No artigo “Notes from the AI Frontier: Tackling Bias in AI (and in Humans)” (fonte: McKinsey Global Institute) destaca-se a necessidade de julgamento humano para garantir que decisões suportadas por sistemas de inteligência artificial sejam justas. Embora métricas estatísticas e definições de justiça sejam úteis, elas não capturam totalmente as nuances dos contextos onde os sistemas serão implementados.

O Carf é uma instituição centenária e de extrema importância na pacificação de litígios entre o Fisco e contribuintes, contando com integrantes altamente técnicos e buscando a máxima qualidade de suas decisões. Não se espera que as decisões sejam totalmente automatizadas, mas que as ferramentas tecnológicas sejam cautelosamente utilizadas como suporte de pesquisa aos seus julgadores.

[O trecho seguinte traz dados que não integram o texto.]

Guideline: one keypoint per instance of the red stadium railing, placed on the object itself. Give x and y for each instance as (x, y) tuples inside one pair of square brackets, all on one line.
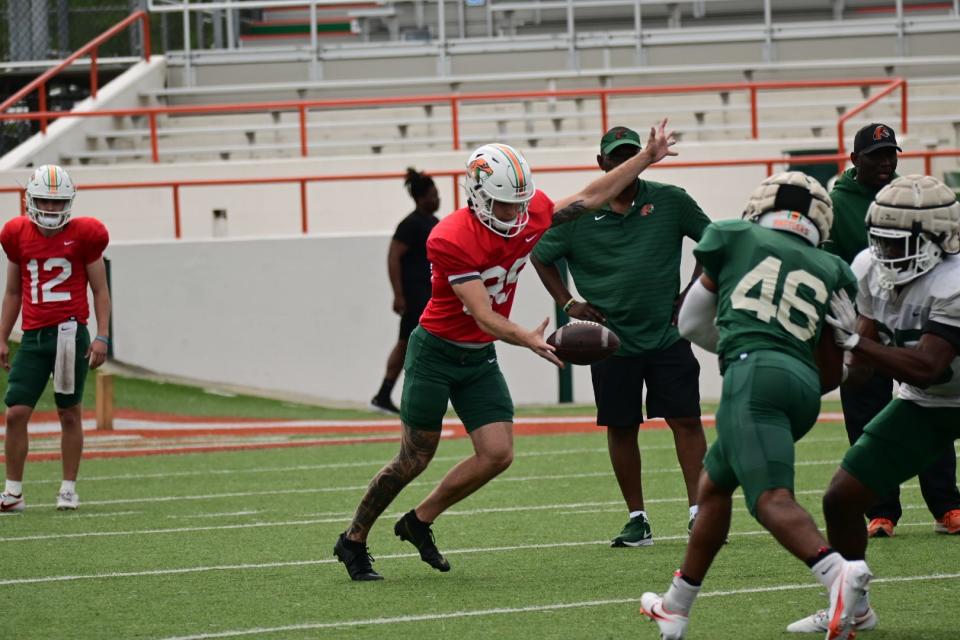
[(455, 100), (92, 47), (176, 185)]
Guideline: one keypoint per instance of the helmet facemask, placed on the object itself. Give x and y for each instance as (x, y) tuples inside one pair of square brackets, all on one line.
[(49, 184), (794, 203), (911, 224), (901, 256), (498, 173), (47, 217)]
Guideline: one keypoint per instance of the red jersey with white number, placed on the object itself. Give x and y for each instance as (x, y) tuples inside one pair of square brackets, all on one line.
[(461, 248), (53, 271)]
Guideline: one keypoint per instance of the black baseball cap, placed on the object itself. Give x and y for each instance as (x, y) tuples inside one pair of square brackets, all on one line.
[(617, 137), (874, 136)]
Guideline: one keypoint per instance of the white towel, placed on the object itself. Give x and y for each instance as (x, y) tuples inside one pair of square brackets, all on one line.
[(63, 370)]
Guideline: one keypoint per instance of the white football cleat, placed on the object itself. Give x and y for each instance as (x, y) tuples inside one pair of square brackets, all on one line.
[(673, 626), (846, 591), (10, 503), (820, 621), (68, 500)]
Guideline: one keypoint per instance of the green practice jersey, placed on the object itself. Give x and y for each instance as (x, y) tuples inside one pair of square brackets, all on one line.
[(774, 289), (628, 265)]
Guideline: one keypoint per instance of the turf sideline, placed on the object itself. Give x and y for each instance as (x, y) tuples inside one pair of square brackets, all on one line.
[(134, 438), (310, 626)]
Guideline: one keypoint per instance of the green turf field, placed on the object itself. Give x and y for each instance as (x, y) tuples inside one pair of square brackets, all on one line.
[(240, 545)]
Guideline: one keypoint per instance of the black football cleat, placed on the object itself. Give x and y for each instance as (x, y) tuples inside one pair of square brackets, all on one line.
[(384, 405), (419, 534), (357, 559)]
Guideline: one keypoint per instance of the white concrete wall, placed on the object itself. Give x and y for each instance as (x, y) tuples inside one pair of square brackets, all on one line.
[(307, 315), (311, 314), (371, 206)]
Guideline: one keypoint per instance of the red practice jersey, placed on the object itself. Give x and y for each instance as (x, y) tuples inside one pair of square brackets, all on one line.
[(53, 271), (460, 247)]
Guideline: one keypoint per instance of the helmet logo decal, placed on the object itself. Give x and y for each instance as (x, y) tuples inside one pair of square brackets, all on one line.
[(515, 165), (479, 166)]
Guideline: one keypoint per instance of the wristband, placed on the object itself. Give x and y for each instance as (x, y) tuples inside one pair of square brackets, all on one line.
[(851, 342)]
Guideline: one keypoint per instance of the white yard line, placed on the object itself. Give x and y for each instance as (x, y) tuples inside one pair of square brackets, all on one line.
[(125, 424), (310, 626), (335, 518), (379, 462)]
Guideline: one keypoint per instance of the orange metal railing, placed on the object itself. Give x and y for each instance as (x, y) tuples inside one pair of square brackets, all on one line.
[(455, 100), (40, 83), (455, 175)]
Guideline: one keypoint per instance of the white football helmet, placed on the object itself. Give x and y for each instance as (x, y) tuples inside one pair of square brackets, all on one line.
[(912, 222), (498, 172), (794, 202), (49, 182)]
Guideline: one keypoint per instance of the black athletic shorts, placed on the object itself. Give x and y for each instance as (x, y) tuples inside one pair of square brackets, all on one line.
[(416, 303), (672, 377)]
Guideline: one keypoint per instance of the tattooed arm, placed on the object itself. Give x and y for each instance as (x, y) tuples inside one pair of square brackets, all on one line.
[(416, 451), (607, 186)]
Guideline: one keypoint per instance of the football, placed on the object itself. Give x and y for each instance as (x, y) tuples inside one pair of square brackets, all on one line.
[(582, 342)]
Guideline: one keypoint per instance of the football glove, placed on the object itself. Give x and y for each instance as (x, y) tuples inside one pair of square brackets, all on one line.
[(843, 319)]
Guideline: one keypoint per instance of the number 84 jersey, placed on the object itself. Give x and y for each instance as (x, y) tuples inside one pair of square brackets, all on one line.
[(461, 248), (53, 270)]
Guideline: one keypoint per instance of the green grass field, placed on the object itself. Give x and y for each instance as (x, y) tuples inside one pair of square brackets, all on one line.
[(240, 545)]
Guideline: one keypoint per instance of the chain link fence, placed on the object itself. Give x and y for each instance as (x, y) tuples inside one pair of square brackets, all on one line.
[(53, 29)]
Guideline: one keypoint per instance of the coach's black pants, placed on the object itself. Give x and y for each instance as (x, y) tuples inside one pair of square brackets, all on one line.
[(938, 483)]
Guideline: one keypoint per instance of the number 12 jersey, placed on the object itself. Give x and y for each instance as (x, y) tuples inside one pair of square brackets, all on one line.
[(53, 270)]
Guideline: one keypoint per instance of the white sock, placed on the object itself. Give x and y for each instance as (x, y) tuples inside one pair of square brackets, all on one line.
[(828, 569), (13, 488), (862, 605), (680, 596)]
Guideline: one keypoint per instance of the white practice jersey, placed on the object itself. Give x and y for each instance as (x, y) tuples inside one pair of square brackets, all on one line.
[(901, 315)]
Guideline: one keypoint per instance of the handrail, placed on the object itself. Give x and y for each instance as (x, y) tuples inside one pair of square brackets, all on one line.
[(898, 83), (91, 47), (456, 174), (456, 99)]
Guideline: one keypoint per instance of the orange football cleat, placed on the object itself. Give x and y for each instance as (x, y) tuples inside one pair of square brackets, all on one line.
[(881, 528)]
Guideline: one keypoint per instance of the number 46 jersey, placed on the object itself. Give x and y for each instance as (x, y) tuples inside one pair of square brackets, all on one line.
[(774, 289), (53, 271), (461, 248), (928, 304)]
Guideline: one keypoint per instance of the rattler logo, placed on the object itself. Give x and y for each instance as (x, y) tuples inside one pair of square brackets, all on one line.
[(479, 166)]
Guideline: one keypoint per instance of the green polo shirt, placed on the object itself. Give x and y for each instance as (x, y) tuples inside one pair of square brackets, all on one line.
[(628, 266)]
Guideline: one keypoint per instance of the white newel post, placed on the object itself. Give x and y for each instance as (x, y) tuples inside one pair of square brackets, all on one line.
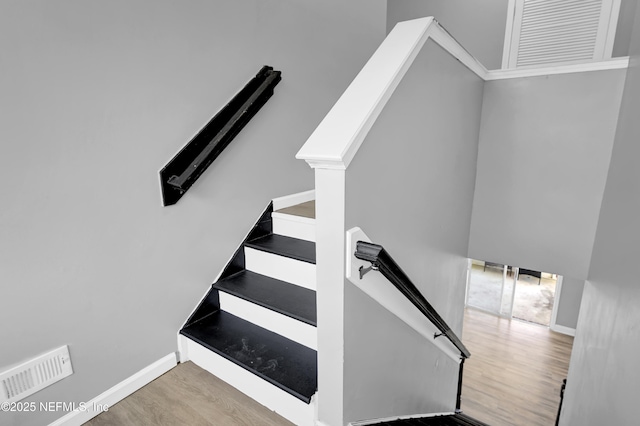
[(330, 259)]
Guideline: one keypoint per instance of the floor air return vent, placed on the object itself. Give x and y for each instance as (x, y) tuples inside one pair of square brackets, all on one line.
[(28, 378)]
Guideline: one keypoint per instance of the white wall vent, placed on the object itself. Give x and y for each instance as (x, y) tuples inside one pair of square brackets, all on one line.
[(550, 32), (29, 377)]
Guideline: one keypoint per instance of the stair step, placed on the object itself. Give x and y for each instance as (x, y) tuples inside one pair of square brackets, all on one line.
[(288, 299), (287, 364), (458, 419), (293, 248), (288, 225)]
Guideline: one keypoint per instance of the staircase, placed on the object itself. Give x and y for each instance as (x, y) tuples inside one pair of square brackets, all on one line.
[(455, 419), (256, 327)]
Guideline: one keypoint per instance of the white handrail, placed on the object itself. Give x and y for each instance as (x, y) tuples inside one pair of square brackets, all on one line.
[(336, 140)]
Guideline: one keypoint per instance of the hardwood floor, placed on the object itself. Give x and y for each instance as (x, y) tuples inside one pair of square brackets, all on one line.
[(188, 395), (515, 371)]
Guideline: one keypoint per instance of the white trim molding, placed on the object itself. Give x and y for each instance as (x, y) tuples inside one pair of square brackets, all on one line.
[(559, 32), (611, 64), (337, 138), (335, 141), (564, 330), (379, 289), (117, 393)]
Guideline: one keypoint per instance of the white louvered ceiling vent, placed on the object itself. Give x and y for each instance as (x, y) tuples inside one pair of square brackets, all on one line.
[(28, 378), (546, 32)]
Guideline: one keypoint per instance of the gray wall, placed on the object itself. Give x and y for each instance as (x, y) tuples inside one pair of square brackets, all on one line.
[(410, 189), (478, 25), (95, 98), (602, 386), (624, 28), (545, 145), (569, 302)]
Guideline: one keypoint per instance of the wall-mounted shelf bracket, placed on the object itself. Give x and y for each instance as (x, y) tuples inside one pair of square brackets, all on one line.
[(188, 165)]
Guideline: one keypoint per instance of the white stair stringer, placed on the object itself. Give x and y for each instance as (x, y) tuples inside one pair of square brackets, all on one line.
[(265, 393), (303, 228), (282, 268), (291, 328)]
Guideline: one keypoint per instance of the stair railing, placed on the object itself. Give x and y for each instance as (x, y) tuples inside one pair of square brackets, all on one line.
[(382, 262)]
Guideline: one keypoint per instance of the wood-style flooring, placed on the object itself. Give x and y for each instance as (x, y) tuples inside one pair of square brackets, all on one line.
[(188, 395), (515, 371)]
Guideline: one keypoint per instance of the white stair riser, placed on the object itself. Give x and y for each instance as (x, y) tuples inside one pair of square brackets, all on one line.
[(302, 228), (281, 268), (272, 397), (288, 327)]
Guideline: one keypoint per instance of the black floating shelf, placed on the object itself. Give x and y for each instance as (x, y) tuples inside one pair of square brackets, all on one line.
[(187, 166)]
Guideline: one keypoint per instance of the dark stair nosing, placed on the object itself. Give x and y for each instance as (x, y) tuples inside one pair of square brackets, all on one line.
[(286, 364), (457, 419), (279, 296), (293, 248)]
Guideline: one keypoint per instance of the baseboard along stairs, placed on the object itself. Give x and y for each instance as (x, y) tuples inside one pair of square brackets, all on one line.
[(256, 327)]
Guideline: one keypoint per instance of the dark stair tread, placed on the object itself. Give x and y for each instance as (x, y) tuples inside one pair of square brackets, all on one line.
[(285, 363), (280, 296), (440, 420), (293, 248)]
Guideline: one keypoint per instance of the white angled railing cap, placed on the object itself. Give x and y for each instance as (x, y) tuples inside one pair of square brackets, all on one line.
[(337, 138)]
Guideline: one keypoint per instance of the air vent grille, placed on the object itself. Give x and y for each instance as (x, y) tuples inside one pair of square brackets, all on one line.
[(28, 378), (558, 30), (545, 32)]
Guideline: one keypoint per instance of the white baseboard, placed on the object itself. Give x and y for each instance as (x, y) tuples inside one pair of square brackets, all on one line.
[(272, 397), (293, 199), (118, 392), (564, 330)]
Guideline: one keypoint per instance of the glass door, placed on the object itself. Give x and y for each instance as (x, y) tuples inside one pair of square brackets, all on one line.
[(490, 287)]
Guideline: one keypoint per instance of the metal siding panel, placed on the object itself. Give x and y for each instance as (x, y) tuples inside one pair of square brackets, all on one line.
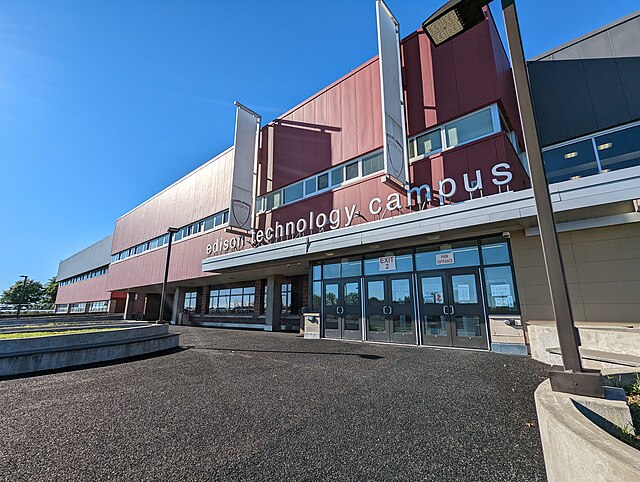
[(625, 39), (349, 123), (178, 205), (90, 258), (364, 111), (475, 72)]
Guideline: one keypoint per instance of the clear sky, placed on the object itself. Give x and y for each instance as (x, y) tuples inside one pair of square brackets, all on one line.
[(103, 104)]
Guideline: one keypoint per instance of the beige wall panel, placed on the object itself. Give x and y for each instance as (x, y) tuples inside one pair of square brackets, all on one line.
[(604, 282), (622, 313)]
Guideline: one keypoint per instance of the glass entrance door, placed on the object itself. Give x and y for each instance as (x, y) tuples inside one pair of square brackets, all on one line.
[(389, 309), (451, 308), (342, 309)]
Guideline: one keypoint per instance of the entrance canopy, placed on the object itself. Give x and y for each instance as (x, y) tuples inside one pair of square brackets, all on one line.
[(509, 210)]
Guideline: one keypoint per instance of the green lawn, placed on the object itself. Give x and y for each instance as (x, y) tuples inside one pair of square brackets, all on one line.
[(34, 334)]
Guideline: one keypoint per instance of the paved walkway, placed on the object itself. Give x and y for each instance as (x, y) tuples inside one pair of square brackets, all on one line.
[(252, 405)]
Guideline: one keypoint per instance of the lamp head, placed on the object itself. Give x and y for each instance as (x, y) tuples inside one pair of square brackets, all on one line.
[(452, 19)]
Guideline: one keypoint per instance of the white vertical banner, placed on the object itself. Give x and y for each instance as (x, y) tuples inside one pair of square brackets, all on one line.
[(245, 161), (394, 132)]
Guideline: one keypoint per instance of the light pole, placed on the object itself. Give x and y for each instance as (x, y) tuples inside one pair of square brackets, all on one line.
[(22, 292), (171, 232), (451, 20)]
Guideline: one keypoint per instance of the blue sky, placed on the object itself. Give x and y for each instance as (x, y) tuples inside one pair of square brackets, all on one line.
[(103, 104)]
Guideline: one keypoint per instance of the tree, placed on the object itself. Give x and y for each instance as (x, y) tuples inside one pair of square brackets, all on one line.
[(33, 292), (50, 291)]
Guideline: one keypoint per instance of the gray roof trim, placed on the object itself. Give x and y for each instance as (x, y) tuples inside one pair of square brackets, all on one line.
[(612, 187), (565, 45), (93, 257)]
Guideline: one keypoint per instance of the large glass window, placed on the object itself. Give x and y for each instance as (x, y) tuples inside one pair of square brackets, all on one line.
[(620, 149), (98, 306), (190, 300), (570, 162), (285, 290), (76, 307), (239, 300), (469, 128)]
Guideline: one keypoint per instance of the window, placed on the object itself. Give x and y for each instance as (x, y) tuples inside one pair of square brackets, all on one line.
[(500, 289), (404, 263), (293, 193), (351, 171), (469, 128), (428, 143), (570, 162), (495, 251), (337, 176), (98, 307), (373, 163), (232, 300), (323, 181), (620, 149), (76, 307), (285, 290), (190, 300), (310, 186), (273, 200), (464, 254)]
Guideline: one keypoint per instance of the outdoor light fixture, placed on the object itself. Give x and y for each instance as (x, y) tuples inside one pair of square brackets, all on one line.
[(452, 19), (22, 293), (171, 232)]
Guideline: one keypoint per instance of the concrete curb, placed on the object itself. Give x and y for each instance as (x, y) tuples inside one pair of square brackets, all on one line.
[(22, 356), (574, 447)]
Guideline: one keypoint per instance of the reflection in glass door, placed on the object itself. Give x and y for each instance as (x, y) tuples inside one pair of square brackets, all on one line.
[(389, 309), (434, 312), (342, 310), (451, 309)]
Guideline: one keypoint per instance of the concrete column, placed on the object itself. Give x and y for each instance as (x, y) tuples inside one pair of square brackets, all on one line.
[(176, 306), (274, 303), (128, 306)]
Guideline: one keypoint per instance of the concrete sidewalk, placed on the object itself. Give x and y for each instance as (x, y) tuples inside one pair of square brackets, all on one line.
[(272, 406)]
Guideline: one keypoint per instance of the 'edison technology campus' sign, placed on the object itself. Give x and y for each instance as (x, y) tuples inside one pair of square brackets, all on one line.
[(417, 197)]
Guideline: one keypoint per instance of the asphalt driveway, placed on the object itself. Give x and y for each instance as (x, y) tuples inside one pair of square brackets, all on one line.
[(272, 406)]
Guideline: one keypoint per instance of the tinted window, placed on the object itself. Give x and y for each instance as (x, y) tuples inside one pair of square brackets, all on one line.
[(293, 193), (471, 127), (372, 164), (429, 142), (351, 171), (619, 149), (574, 160)]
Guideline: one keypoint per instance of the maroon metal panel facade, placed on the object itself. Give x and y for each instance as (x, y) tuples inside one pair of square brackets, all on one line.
[(339, 123)]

A sociedade civil, a academia, o empresariado, a advocacia pública e privada deveriam ser convidados a acompanhar a construção deste sistema, sempre com a certeza de que o pré-consentimento dos agentes que atuam no microssistema do processo administrativo fiscal decorre do atestado de que há imparcialidade, neutralidade e, enfim, eficiência da ferramenta que contribuirá para a desejada justiça administrativa.

Nunca é demais relembrar que o Carf não é órgão arrecadador, mas órgão pacificador e estabilizador de conflitos fiscais. É preciso ter empatia e colocar-se no lugar do outro, notadamente daqueles contra quem o Estado arrecadador lança sua poderosa força, por não raras vezes de forma exagerada e injusta, atribuindo-lhes a genérica pecha de devedores, detentos ou sonegadores.

Em tempos de árduo esforço para restabelecer a relação de confiança entre Fisco e contribuinte, não poderá IARA, nem a sereia e nem a inteligência artificial, assumir o menor risco de seduzir e afundar aqueles que se encantarem por sua beleza.

Eduardo Salusse

Sócio fundador do escritório responsável pela área de direito tributário. Responsável executivo de pesquisa no Núcleo de Estudos Fiscais da FGV DIREITO SP. Professor em direito tributário no IBET, APET, FGV Direito e outras instituições. Conselheiro Honorário e atual Presidente do MDA – Movimento de Defesa da Advocacia. Colunista no Jornal Valor Econômico (Fio da Meada).